Essa é uma das piores consequências do trabalho infantil, já que contribui para um ciclo de aprofundamento de vulnerabilidades. Em alguns casos, inclusive, observamos que o início da trajetória escolar coincide com o início da trajetória laboral. Na circulação entre escola e trabalho, o trabalho costuma ter prioridade — as demandas imediatas da vida cotidiana não esperam.

Também investigamos o caso do trabalho infantil nas ruas. Diferentemente de vários outros tipos de trabalho, esse costuma ter uma espécie de prazo de validade, e dura apenas até a criança completar cerca de 12 anos de idade. Entretanto, o fim da trajetória laboral na rua não é fruto de políticas de erradicação, mas consequência da própria dinâmica da rua. Essa só é lucrativa na infância, pois as pessoas compram os produtos que esses vendem por comoção. Ao crescerem, deixam de sensibilizar os compradores.

Frequentemente, esses adolescentes, rejeitados pelas ruas, ainda sem idade para o ingressar no trabalho protegido, começam a flertar com o tráfico ilegal de drogas. Dessa forma, identificamos um imbricamento entre vários tipos de trabalho infantil. Todos os entrevistados que cumpriam medidas socioeducativas por tráfico de drogas tiveram experiências anteriores de exploração laboral quando crianças.

Nesse sentido, é importante destacar as “vantagens” que a mão de obra adolescente representa para o mercado de drogas: por um lado, a menoridade faz com que não respondam ao sistema de justiça criminal comum; por outro, já não são mais crianças, o que reduz o risco de  que eles “deem esparro”.

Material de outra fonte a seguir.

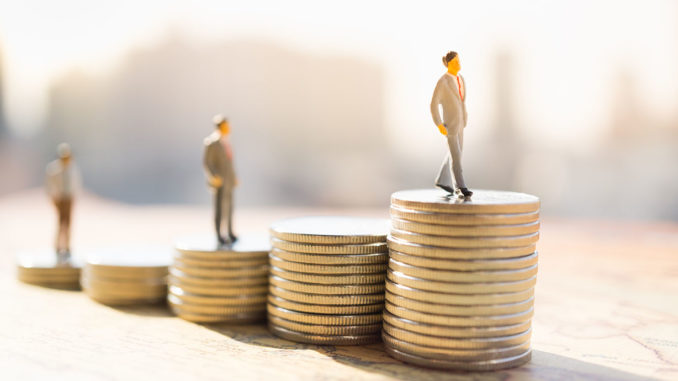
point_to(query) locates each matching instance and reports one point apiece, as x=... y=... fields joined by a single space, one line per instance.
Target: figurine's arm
x=435 y=110
x=213 y=179
x=463 y=83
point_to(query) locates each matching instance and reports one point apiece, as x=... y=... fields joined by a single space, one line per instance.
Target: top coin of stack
x=42 y=268
x=225 y=284
x=128 y=275
x=460 y=284
x=327 y=279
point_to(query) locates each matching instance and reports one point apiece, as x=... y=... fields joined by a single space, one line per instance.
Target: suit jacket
x=446 y=94
x=217 y=162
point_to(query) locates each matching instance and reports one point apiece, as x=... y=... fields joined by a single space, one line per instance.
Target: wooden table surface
x=606 y=308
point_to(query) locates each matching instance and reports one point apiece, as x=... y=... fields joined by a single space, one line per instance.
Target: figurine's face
x=453 y=66
x=224 y=128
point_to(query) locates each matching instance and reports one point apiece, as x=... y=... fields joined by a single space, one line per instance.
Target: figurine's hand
x=216 y=182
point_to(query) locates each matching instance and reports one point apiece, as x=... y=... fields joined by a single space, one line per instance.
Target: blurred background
x=574 y=101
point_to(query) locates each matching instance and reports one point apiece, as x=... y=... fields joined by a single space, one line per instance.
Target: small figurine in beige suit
x=450 y=94
x=218 y=162
x=62 y=181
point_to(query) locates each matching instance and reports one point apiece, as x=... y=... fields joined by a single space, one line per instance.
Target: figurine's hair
x=449 y=57
x=218 y=120
x=64 y=150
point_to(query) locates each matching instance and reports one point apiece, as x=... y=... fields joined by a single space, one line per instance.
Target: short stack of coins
x=127 y=276
x=220 y=284
x=327 y=279
x=43 y=268
x=460 y=284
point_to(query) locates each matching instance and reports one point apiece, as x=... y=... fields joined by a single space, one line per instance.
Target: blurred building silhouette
x=306 y=128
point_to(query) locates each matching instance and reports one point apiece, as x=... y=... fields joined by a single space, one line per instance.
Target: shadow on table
x=160 y=310
x=372 y=358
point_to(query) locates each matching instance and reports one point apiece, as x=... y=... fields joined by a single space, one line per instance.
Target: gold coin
x=119 y=302
x=482 y=202
x=328 y=279
x=369 y=248
x=331 y=230
x=49 y=277
x=321 y=339
x=133 y=261
x=458 y=253
x=327 y=330
x=208 y=272
x=244 y=318
x=466 y=242
x=219 y=291
x=461 y=321
x=465 y=264
x=457 y=343
x=184 y=261
x=122 y=296
x=215 y=283
x=456 y=332
x=62 y=284
x=323 y=289
x=465 y=231
x=463 y=276
x=127 y=273
x=325 y=309
x=327 y=269
x=302 y=317
x=331 y=259
x=455 y=354
x=213 y=309
x=155 y=285
x=246 y=247
x=461 y=288
x=469 y=366
x=460 y=310
x=239 y=300
x=338 y=300
x=463 y=219
x=458 y=299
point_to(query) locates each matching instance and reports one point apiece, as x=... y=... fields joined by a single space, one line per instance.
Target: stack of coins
x=211 y=284
x=127 y=276
x=42 y=268
x=460 y=284
x=327 y=279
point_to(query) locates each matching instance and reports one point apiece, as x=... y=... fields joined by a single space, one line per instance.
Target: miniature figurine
x=62 y=180
x=450 y=93
x=218 y=162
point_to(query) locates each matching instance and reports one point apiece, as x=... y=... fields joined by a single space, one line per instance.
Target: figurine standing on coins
x=450 y=94
x=62 y=181
x=218 y=162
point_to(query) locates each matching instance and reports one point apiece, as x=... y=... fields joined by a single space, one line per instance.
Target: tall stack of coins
x=212 y=284
x=127 y=276
x=327 y=279
x=42 y=268
x=460 y=284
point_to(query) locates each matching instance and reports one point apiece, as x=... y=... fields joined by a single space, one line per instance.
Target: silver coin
x=482 y=201
x=331 y=230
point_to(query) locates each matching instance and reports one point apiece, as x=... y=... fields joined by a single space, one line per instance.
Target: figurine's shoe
x=466 y=192
x=446 y=188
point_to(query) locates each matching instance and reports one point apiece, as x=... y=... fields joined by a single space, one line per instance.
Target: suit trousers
x=64 y=206
x=223 y=214
x=455 y=143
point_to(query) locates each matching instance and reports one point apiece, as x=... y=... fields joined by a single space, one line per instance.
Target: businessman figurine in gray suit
x=218 y=162
x=450 y=94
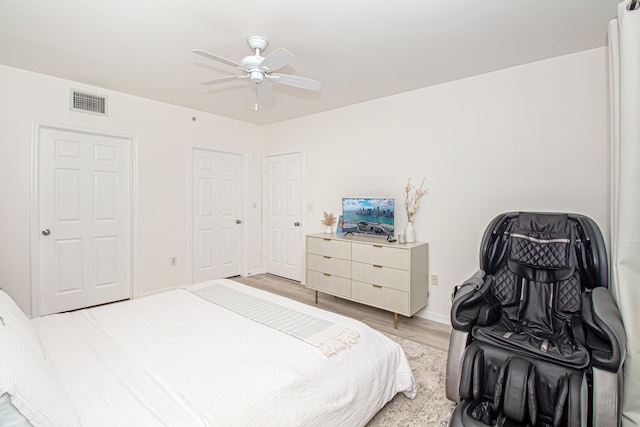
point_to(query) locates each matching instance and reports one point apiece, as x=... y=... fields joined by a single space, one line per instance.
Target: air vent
x=88 y=102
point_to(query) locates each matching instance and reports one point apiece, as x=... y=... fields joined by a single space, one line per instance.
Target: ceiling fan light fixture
x=258 y=68
x=256 y=76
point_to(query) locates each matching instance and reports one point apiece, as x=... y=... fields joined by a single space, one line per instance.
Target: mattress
x=175 y=358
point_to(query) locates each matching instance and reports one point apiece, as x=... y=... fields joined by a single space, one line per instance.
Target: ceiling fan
x=260 y=70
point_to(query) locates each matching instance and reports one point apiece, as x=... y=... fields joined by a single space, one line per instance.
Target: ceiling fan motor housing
x=252 y=64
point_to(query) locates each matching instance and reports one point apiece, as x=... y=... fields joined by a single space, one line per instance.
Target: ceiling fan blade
x=295 y=81
x=223 y=80
x=265 y=91
x=217 y=58
x=277 y=59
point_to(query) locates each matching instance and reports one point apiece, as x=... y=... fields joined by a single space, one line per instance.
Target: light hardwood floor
x=433 y=334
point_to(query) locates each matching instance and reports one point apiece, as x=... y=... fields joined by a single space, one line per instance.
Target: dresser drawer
x=327 y=264
x=381 y=275
x=328 y=283
x=329 y=247
x=380 y=255
x=381 y=297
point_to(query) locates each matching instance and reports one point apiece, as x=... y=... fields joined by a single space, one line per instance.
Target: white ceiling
x=359 y=49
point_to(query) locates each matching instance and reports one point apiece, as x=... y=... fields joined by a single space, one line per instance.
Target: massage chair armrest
x=600 y=313
x=473 y=303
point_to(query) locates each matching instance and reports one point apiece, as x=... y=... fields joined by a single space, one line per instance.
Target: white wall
x=164 y=135
x=532 y=137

Logo, para o tráfico, é vantajoso que sejam jovens, mas não demasiadamente imaturos. É nessa fase da vida que muitos anunciam sua entrada no tráfico como uma oferta possível de ganho de dinheiro, de ascensão social, de construção de masculinidade, de valor social dentro de determinados grupos. O retorno financeiro do tráfico supera a renda familiar, desvalorizando os subempregos dos pais.

Se a relação entre escola e trabalho já é geralmente tensa, ela se torna quase impossível quando o jovem atua no tráfico de drogas. Nossa pesquisa nos revelou que, uma vez longe de instituições educacionais e inseridos no mercado de entorpecentes, os adolescentes dificilmente retomam suas trajetórias escolares.

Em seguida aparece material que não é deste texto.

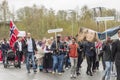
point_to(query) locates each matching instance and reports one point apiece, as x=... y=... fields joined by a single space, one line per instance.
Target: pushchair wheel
x=5 y=65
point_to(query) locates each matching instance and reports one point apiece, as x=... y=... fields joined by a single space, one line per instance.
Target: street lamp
x=71 y=11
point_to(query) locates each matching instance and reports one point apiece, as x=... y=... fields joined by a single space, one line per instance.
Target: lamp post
x=71 y=11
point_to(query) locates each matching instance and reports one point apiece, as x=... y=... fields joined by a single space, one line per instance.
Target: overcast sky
x=64 y=4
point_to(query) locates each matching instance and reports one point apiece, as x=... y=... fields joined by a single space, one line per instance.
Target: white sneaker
x=66 y=68
x=60 y=73
x=74 y=76
x=53 y=72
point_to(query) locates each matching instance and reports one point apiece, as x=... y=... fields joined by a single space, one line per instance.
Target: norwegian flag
x=98 y=45
x=13 y=34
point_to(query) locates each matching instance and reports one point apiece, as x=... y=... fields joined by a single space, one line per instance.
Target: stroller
x=36 y=62
x=9 y=59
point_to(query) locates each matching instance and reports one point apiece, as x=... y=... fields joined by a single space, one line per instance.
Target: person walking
x=73 y=54
x=58 y=55
x=107 y=56
x=31 y=50
x=116 y=55
x=89 y=51
x=19 y=50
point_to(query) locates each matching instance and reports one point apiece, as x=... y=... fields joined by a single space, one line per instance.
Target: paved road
x=12 y=73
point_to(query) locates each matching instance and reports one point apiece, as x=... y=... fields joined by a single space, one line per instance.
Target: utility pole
x=4 y=7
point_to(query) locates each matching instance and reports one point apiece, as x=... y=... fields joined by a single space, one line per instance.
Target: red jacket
x=73 y=50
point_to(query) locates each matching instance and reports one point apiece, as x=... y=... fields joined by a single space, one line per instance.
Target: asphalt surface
x=12 y=73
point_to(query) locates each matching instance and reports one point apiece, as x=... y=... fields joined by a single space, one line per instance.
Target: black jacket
x=34 y=45
x=116 y=51
x=107 y=55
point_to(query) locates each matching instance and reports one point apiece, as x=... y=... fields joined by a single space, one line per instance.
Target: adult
x=116 y=55
x=31 y=50
x=107 y=56
x=19 y=50
x=73 y=54
x=89 y=51
x=58 y=55
x=4 y=47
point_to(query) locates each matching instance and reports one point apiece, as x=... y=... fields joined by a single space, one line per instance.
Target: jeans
x=19 y=55
x=108 y=66
x=89 y=63
x=30 y=56
x=58 y=62
x=73 y=65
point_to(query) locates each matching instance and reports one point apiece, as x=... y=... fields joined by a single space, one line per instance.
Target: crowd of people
x=55 y=55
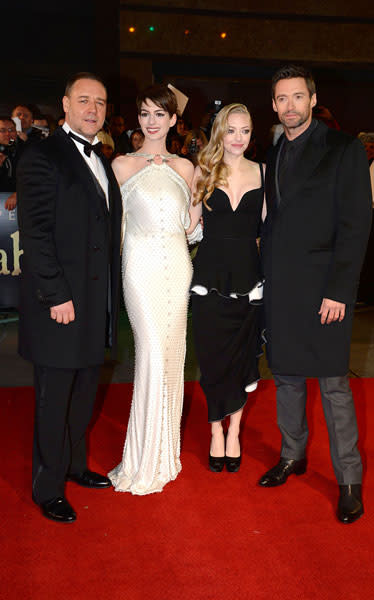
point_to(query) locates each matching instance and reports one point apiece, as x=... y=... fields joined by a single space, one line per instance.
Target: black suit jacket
x=71 y=244
x=312 y=248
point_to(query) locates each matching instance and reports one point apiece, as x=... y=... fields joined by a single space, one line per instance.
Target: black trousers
x=64 y=401
x=340 y=418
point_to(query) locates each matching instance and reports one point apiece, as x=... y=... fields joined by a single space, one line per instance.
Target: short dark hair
x=160 y=95
x=82 y=75
x=290 y=72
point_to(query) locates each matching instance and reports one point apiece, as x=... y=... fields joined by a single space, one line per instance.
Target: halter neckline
x=151 y=157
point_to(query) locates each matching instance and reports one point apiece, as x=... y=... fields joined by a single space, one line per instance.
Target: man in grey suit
x=316 y=231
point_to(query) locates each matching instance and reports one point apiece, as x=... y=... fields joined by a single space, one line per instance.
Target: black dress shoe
x=90 y=479
x=58 y=509
x=279 y=474
x=233 y=464
x=216 y=463
x=350 y=507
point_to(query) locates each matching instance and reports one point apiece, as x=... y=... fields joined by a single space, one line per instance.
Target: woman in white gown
x=157 y=271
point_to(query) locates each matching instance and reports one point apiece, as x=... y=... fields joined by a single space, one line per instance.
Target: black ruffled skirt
x=228 y=343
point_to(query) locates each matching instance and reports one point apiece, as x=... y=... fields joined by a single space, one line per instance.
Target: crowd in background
x=26 y=125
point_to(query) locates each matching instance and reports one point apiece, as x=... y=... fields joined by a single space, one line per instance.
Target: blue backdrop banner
x=10 y=253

As formas específicas de produção de capital no contexto do tráfico de drogas fazem com que todas as esferas das vidas dos sujeitos nele inseridos sejam atravessadas por sua atividade laboral. Nada escapa. Na maioria dos casos, a retomada dos estudos só acontece se decidem (e conseguem) sair do tráfico ou em breves períodos de cumprimento de medidas socioeducativas. A profissionalização se torna uma possibilidade ainda mais remota para estes jovens.

É de conhecimento público que a natureza do trabalho no tráfico de drogas implica uma série de riscos aos jovens. Muitos relataram, porém, que, ao contrário do que costuma acontecer no mercado legal de trabalho, essa atividade laboral se desenvolve em um contexto no qual não são discriminados em função de sua classe ou raça. O fenômeno do trabalho infantil é complexo e desconsiderar o tráfico de drogas como uma das piores formas de trabalho infantil é desumanizar crianças e adolescentes, além de relegá-los a uma situação de exclusão.

Assim, essas crianças e adolescentes são, mais uma vez, duplamente vitimizados: primeiro, pela exploração de sua mão de obra em atividades ilegais; e segundo, pela falta de reconhecimento de sua condição de vulnerabilidade. Novamente, ao invés de serem vistos como vítimas de estruturas sociais injustas, são culpabilizados individualmente e sujeitos a medidas socioeducativas.

Dessa forma, ao desconsiderar o contexto de exploração em que estão inseridos, o sistema penal contribui para a perpetuação de ciclos de desvantagem e exclusão. Reconhecer o tráfico de drogas como uma das piores formas de trabalho infantil é um passo fundamental em direção à proteção efetiva dos direitos de crianças e adolescentes.